Sgt. Eric Kowalczyk, the Police Department's liaison to the LGBT community, said Shaw's beating "created a sense of urgency" to create the new panel after Batts had floated the idea days before. Batts, who created a similar committee as police commissioner of Long Beach, Calif., appeared at a gay community rally days after Shaw's attack and promised his support.

In Baltimore, some activists say past police efforts have been more talk than turning points. Gillard said the new advisory council understands that and is intent on real, tangible change.

"It's great the commissioner has made this commitment, but I think the devil is really in the details," he said. "We need to make sure rhetoric turns into action in the community."

The 10-person advisory council, announced as the city prepares for its annual gay pride celebration this weekend, has been taking shape for months and is now in the process of compiling best practices for LGBT outreach from law enforcement agencies across the country, Gillard said. When that process is complete, the group will begin proposing new policies and training standards for Batts to consider implementing.

Roddrick Colvin, an associate professor at the John Jay College of Criminal Justice and author of the new book "Gay and Lesbian Cops: Diversity and Effective Policing," applauded the council's creation as a positive step for the department and the residents it polices.
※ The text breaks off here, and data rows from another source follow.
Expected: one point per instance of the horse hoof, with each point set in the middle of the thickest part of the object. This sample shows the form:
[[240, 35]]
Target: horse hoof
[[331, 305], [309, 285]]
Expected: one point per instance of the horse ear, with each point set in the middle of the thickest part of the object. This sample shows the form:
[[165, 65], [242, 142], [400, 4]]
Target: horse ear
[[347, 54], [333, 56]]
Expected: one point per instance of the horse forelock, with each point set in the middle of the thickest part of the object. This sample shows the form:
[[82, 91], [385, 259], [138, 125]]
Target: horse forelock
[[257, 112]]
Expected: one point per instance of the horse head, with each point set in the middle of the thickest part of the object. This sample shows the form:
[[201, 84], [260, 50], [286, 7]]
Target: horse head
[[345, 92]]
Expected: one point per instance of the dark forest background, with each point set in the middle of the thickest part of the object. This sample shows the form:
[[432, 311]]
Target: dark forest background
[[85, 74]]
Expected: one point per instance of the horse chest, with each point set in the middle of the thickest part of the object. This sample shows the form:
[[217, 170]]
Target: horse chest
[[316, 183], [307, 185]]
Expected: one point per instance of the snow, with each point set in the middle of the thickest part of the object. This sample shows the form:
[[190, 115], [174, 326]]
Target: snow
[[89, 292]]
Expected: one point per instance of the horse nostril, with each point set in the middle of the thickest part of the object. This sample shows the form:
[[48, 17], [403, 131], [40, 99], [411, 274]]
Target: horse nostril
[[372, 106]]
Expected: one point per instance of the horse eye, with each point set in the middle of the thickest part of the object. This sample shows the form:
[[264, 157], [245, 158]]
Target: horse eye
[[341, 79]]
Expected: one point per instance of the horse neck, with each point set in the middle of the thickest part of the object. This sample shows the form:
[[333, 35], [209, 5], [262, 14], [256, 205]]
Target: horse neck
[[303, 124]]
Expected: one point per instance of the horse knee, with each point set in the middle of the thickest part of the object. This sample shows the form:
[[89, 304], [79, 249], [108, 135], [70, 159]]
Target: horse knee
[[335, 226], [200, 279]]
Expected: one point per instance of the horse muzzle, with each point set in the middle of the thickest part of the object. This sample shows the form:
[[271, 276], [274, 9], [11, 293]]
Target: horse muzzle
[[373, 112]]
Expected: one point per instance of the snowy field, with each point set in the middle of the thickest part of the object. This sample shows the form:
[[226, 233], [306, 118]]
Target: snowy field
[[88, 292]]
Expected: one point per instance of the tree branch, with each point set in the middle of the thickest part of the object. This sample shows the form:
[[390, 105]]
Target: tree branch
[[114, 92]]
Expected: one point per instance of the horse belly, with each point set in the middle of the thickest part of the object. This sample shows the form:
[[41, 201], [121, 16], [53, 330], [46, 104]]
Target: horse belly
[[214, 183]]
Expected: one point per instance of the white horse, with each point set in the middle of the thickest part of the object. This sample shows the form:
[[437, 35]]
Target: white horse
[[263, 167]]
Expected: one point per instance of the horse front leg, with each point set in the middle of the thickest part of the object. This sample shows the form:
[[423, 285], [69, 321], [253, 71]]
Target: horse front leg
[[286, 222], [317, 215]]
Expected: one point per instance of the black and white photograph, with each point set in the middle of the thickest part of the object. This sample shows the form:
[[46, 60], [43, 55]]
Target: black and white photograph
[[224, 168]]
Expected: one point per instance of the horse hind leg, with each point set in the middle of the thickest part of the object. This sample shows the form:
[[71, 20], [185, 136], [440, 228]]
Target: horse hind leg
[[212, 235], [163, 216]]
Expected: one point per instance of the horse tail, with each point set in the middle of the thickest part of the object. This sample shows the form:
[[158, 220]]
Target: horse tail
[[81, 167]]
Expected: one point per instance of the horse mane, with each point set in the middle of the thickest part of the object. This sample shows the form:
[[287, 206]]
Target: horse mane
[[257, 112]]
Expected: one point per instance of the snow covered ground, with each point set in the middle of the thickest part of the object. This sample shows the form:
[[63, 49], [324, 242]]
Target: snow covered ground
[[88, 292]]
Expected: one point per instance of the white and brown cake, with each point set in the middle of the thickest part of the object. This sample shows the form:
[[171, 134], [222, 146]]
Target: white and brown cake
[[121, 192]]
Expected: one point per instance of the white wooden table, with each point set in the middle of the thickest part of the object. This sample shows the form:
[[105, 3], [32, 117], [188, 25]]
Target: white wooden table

"Improved policing comes from having a diverse police force," he said. "So if you want to be able to address some of the unique issues — whether they be hate crimes or some other issue — within the gay community, it's good to have officers who are at least culturally competent. And if you can get gay and lesbian officers, all the better."

In creating the council, Batts bolsters continuing efforts within the department to improve ties to the gay community — a nationwide trend among departments where liaison positions have led to LGBT police associations and support groups, Colvin said.

"The inclination is to think that this is happening in places like Baltimore, New York and Chicago, but you can find liaison officers all over the place, in Fargo, N.D., and in Texas," he said. "Departments all over the place are thinking about this."

Baltimore has had a LGBT task force in the past, and already has an LGBT training curriculum for officers. In his role, Kowalczyk, who has been openly gay in the department for more than a decade, has sought to maintain good ties with the gay community.

Now the department has high hopes for even more progress, he said.

Everyday interactions with the gay community, Batts and others believe, will encourage members to share more information with police when crimes occur. The council also plans to recommend policies to address ingrained homophobia in the department, which has left some officers uneasy about coming out.

"The silence is deafening," Gillard said. "We're hearing [officers] don't want to step out, don't want to be vocal, because it might come back to haunt them."

Aaron Merki, fellow co-chair and executive director of the Free State Legal Project, a nonprofit that provides pro bono legal services to low-income Marylanders, said that while many officers are open-minded, difficulties remain.

"They may not be hateful people, but they don't know how to interact with members of the LGBT community, particularly transgender people, often transgender sex workers, transgender women," Merki said.

Kowalczyk said the department's newly planned efforts to recruit gay and transgendered officers will help.